Psychological Profiling in Cybersecurity: A Look at LLMs and Psycholinguistic Features
Jean Marie Tshimula, D'Jeff K. Nkashama, Jean Tshibangu Muabila, René Manassé Galekwa, Hugues Kanda, Maximilien V. Dialufuma, Mbuyi Mukendi Didier, Kalonji Kalala, Serge Mundele, Patience Kinshie Lenye, Tighana Wenge Basele, Aristarque Ilunga, Christian N. Mayemba, Nathanaël M. Kasoro, Selain K. Kasereka, Hardy Mikese, Pierre-Martin Tardif, Marc Frappier, Froduald Kabanza, Belkacem Chikhaoui, Shengrui Wang, Ali Mulenda Sumbu, Xavier Ndona, Raoul Kienge-Kienge Intudi
TL;DR
Problem addressed: how psychological profiling can inform cybersecurity defense in the age of capable LLMs. Approach: synthesize literature on LLM-based profiling and psycholinguistic cues, including LIWC and Big Five concepts, and discuss benefits, challenges, and ethics. Contributions: guidance on applying LLMs and psycholinguistic features for threat detection, along with a framework for ethical deployment and future research directions. Significance: offers a path to deeper behavioral intelligence in cybersecurity and underscores governance needs for responsible use.
Abstract
The increasing sophistication of cyber threats necessitates innovative approaches to cybersecurity. In this paper, we explore the potential of psychological profiling techniques, particularly focusing on the utilization of Large Language Models (LLMs) and psycholinguistic features.
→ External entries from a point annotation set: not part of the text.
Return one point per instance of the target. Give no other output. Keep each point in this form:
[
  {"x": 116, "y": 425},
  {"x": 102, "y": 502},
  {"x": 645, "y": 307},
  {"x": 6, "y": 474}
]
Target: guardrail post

We investigate the intersection of psychology and cybersecurity, discussing how LLMs can be employed to analyze textual data for identifying psychological traits of threat actors. We explore the incorporation of psycholinguistic features, such as linguistic patterns and emotional cues, into cybersecurity frameworks. Our research underscores the importance of integrating psychological perspectives into cybersecurity practices to bolster defense mechanisms against evolving threats.